As it became clear neither COVID nor public health restrictions were going anywhere more improbable things occurred - like a national supermarket stocking Taras Boulba, a necessary reversal of Brasserie de la Senne’s long-stated policy of only supplying local and independent shops.

Where there was resolve, there was also solidarity. Larger breweries stocked the beers of smaller colleagues on their webshops. En Stoemelings used their lockdown beer delivery service to raise money for local charities, raising €5,000 by early April 2020. Together with Brussels Beer Project, La Source Beer Co., and No Science, they also repurposed 1,000 litres of unused beer into an Iris flower-infused spirit with the help of a local distillery. 

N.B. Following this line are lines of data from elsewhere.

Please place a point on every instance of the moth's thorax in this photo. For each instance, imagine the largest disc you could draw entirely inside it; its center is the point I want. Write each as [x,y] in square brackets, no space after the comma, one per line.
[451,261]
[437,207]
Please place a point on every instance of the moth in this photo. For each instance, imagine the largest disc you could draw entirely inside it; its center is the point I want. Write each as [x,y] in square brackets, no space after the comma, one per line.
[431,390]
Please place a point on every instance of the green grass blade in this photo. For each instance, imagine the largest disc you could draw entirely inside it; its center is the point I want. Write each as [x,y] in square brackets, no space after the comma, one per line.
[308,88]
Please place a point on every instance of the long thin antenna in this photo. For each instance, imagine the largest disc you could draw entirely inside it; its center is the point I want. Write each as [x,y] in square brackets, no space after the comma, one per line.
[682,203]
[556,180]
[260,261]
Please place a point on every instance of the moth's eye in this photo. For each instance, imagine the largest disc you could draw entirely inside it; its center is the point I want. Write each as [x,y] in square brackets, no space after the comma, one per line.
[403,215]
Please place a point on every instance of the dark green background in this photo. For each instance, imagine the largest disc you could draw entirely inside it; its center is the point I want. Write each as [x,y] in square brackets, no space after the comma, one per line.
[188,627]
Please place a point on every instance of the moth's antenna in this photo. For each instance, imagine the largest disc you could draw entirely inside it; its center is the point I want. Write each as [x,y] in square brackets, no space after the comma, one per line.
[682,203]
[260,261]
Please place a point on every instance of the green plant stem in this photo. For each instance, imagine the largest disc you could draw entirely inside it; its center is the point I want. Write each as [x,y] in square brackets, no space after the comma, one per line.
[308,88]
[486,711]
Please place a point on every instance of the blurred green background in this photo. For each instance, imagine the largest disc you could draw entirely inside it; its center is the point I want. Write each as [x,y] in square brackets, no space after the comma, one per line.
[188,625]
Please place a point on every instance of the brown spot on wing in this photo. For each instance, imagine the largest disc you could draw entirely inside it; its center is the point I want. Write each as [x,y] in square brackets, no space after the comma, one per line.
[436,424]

The privations visited on Brussels by the pandemic also undermined, briefly, long-standing factional differences in the city’s beer community. In May 2020 a nine-strong brewery collective released a limited-edition “Support your local brewer” t-shirt, printed with the name of each brewery (including Brussels Beer Project and Brasserie de la Senne), a portion of the sales going to a hospitality support fund. 

Restrictions for the hospitality industry waxed and waned alongside fluctuating infection rates until spring 2022, when the last of them were finally removed. Some bars never reopened, others did so under new management or pivoted to new concepts. The focus for now is on survival, and working off the debt accrued during the lockdown years.

In the wake of 1866’s cholera outbreak, Brussels’ politicians decided to bury the source of the outbreak - a foetid Zenne river - underground. The massive public works that followed demolished parts of central Brussels and virtually all the breweries located therein, reshaping forever the city’s brewing history. It looks as if, for now, today’s brewers and bar owners have avoided a similarly catastrophic fate. It’s too early to tell yet what the long-term impact of the pandemic will be, but whatever they are, we will likely be living with them for some time to come.